Lo de levantar paredes para frenar a los extraños es una práctica con largo recorrido, el ejemplo más depurado es la Gran Muralla china. A estas alturas de la Historia, la tendencia sigue evolucionando y desarrollando nuevas tecnologías cuando pensábamos ingenuamente que éstas servían sobre todo para acercarnos a los demás.

El Gobierno de España acaba de anunciar que va a retirar las dañinas concertinas de la valla de Melilla pero que, a cambio, subirá su altura en un 30 %. El lugar es un residuo histórico, junto a la de Ceuta son las únicas fronteras terrestres que Europa conserva en África. Por su parte, el Presidente Trump sigue levantando su “infranqueable” muro frente a Méjico, les costará miles de millones que no pagarán los mejicanos. Una rígida barrera entre territorios que, cuando España dejó la zona, eran el mismo país. Hay muchos más casos.

El fin de los imperios coloniales, la desaparición de administraciones desplazadas para obligar a los sometidos a acatar las órdenes de los colonizadores, han creado condiciones nuevas, en las que mi libro se detiene bastante porque es la raíz de mucho de lo que está pasando y no hay precedentes que nos sirvan de referencia.

Los más humildes se busca la vida y, si no son capaces o no les dejan ir tirando con lo que pueden vender a los más desarrollados, cogen el petate y emigran. Lo que, casi siempre, les representa un enorme gasto y un gran riesgo físico. A los que escapan del hambre se añaden los que huyen de las guerras (900. 000 desplazados en Siria estos días).

Me canso de repetirlo: los que ponen obstáculos al comercio están obligados a armarse y a levantar muros a las personas. Pero, por muy altos que éstos sean, ellas seguirán llegando y muchas morirán en el camino.

Los muros son síntoma de que no somos capaces de atacar los problemas de base de una Humanidad más integrada. En el epílogo del libro cito una frase que Emmanuel Kant escribió en 1795 y que, si la escribiera hoy, sería considerada por la mayoría como obra de un iluso: “los hombres no pueden diseminarse hasta el infinito por el globo, cuya superficie es limitada, y, por tanto, deben tolerar  mutuamente su presencia, ya que originalmente nadie  tiene mejor derecho que otro a estar en determinado lugar del planeta”.

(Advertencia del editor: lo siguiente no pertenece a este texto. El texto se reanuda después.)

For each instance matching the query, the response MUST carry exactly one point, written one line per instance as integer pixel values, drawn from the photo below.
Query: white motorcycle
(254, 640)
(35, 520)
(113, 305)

Vamos en dirección contraria, con el aplauso de los que defienden sus privilegios, aunque sean pequeños, y la manipulación de los que construyen su poder tras las fronteras. Los muros no son la solución. Tomados en sentido amplio, son el problema.

Estos días pasados escribía sobre las barreras sutiles que crean los aparatos burocráticos cuando las fronteras tradicionales se diluyen, dentro del proyecto europeo, y temen perder competencias. El tema de hoy es mucho más duro pues lleva millones de toneladas de hormigón y acero , pero la raíz es la misma: la defensa de privilegios.